Continuous attributes are one of the new features available in GrapeCity ActiveAnalysis. In a nutshell, they allow you to convert your numeric and date-based attributes into a continuous line.
This is hard to explain with a concise statement, so let’s take an example: Say you are examining sales by date.
If you are looking at the date attributes in a discrete manner (that is, the way that Data Dynamics Analysis currently works) then you see each individual year, quarter, month, day, etc. as a separate column in the pivot grid.

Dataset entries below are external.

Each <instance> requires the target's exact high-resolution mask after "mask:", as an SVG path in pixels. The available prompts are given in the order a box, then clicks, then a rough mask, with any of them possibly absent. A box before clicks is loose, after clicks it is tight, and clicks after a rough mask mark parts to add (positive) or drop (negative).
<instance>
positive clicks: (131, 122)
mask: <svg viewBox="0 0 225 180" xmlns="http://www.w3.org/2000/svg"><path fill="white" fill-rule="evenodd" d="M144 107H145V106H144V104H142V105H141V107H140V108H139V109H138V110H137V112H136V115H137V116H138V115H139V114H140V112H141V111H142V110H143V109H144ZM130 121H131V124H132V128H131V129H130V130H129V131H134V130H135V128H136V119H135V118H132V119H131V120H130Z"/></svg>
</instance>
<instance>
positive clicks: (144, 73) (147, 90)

To continue our example, let’s say we’re looking at the sales in July. We’ll find a column for each day with the sales totals under each column. We see many of these columns, each individually labeled. Fortunately for us, they’re in order so we can use a line graph to compare each cell to the ones next to it. However, there are 31 days in July so we have 31 columns and unless your monitor is 40″ wide you probably can’t see all of that.

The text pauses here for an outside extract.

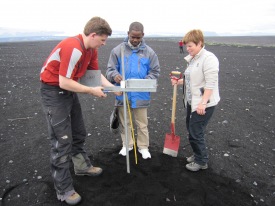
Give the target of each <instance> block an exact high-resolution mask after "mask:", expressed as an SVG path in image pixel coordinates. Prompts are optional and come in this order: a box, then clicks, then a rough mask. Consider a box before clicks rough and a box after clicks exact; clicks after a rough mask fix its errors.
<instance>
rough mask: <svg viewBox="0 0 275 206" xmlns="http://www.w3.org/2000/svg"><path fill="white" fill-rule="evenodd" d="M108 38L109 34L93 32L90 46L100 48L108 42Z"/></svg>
mask: <svg viewBox="0 0 275 206" xmlns="http://www.w3.org/2000/svg"><path fill="white" fill-rule="evenodd" d="M107 39H108V35H106V34H102V35H98V34H96V33H92V34H90V35H89V48H92V49H98V48H99V47H101V46H102V45H105V44H106V41H107Z"/></svg>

This is where a continuous attribute steps in. With numeric and date-based attributes, there is an established order to the attributes and you could fit them to a number line, or in our case, an axis. That is what we do with a continuous attribute: rather than display each date or numeric value by itself, we plot the values on a graph axis.
With the date-based data now condensed into an axis, we no longer have to dedicate 15-20 pixels of screen real estate to every single date. After all, you and I both know that July 2nd follows July 1st.
Notice that it also shows something that our discrete view didn’t show. It shows us that there is a gap in our data. If you look carefully at the first screenshot again, you’ll see that the gap was there all along, but we previously had no easy way of seeing it. Unfortunately, the screenshot tool didn’t capture the mouse cursor, so it’s hard to tell, but the gap in the data is for July 4, 2010, a day in which no sales took place.
This feature is available to use with any attribute where we have access to the raw date or number value. If you are using a relational data source, this is almost always the case, however in SQL Server Analysis Services we don’t necessarily have access to that data. It is all dependent on whether the attribute’s ValueColumn is set properly.